The Impact of Pope Resources

In the wake of the Pope Resources decision, parties facing liability for Washington claims falling within the coverage grant of insurance policies that have ostensibly been annulled by an insured’s prior policy release or buy-back agreement should consult legal counsel as to whether RCW 48.18.320 renders that agreement unenforceable. If so, those parties can potentially access the subject policies and lines of coverage, unaffected by the void buy-back provision. This could result in significant insurance proceeds becoming available, as older occurrence-based liability policies often do not contain aggregate policy limits, and therefore may not be exhausted if there is a separate occurrence.

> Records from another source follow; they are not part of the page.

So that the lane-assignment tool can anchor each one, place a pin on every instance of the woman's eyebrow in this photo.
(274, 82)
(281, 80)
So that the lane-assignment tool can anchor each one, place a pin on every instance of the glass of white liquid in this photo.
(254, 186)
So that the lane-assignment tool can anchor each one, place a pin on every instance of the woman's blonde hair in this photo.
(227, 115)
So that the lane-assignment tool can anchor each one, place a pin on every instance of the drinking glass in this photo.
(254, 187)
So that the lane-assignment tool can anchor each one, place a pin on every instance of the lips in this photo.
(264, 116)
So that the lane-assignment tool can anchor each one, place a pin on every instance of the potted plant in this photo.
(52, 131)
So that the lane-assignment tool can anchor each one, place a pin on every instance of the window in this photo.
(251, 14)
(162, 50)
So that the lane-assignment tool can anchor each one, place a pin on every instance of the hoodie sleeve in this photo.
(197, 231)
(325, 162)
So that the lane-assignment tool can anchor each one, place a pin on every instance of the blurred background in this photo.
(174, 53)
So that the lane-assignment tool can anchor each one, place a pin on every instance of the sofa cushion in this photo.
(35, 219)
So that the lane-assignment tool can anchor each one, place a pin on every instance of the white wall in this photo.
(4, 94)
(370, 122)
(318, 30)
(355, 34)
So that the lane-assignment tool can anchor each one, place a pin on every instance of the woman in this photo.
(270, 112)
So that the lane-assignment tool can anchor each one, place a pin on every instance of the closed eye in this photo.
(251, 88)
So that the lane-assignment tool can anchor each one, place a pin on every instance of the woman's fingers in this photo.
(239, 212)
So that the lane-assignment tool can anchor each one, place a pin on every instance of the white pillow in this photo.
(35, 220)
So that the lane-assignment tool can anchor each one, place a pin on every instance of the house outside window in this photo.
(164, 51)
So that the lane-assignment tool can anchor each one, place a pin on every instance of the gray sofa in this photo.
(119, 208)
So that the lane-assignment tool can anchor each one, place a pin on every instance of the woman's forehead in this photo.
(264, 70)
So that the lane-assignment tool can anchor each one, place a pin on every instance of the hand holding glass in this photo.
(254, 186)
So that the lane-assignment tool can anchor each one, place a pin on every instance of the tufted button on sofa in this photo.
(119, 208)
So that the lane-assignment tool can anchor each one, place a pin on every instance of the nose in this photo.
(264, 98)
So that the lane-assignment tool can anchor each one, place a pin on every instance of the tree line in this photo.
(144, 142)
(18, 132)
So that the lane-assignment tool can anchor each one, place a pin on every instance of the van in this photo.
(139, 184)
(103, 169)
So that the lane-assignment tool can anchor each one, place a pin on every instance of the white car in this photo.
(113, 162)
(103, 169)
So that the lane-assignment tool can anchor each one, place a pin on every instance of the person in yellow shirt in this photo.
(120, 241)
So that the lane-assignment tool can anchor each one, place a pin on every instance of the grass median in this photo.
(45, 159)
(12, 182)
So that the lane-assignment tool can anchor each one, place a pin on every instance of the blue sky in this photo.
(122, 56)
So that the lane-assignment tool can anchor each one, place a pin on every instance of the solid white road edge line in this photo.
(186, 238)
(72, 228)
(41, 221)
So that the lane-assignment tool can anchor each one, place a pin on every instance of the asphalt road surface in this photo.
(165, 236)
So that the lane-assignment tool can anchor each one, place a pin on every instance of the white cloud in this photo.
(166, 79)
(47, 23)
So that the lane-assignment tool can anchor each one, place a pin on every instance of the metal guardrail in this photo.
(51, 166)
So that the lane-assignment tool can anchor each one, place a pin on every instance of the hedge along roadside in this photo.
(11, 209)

Of similar importance to policyholders is the Court’s dismissal of the argument that, whether under severability provisions in the settlement agreement or under common law, the clauses offending RCW 48.18.320 could be severed from the agreement’s remaining terms. To the Court, neither a severability provision nor common law is applicable where, as in Pope Resources, the agreement’s essential terms are prohibited by statute and were prohibited when the contracts were formed. In effect, the entire agreement between an insurer and its insured can be unwound if it is found to violate RCW 48.18.320.

Policyholders should therefore have legal counsel review any agreement with an insurer after a covered loss in Washington, and review older agreements giving up insurance rights if a new claim is asserted. In light of Pope Resources, it may be possible to revive insurance rights that were considered gone.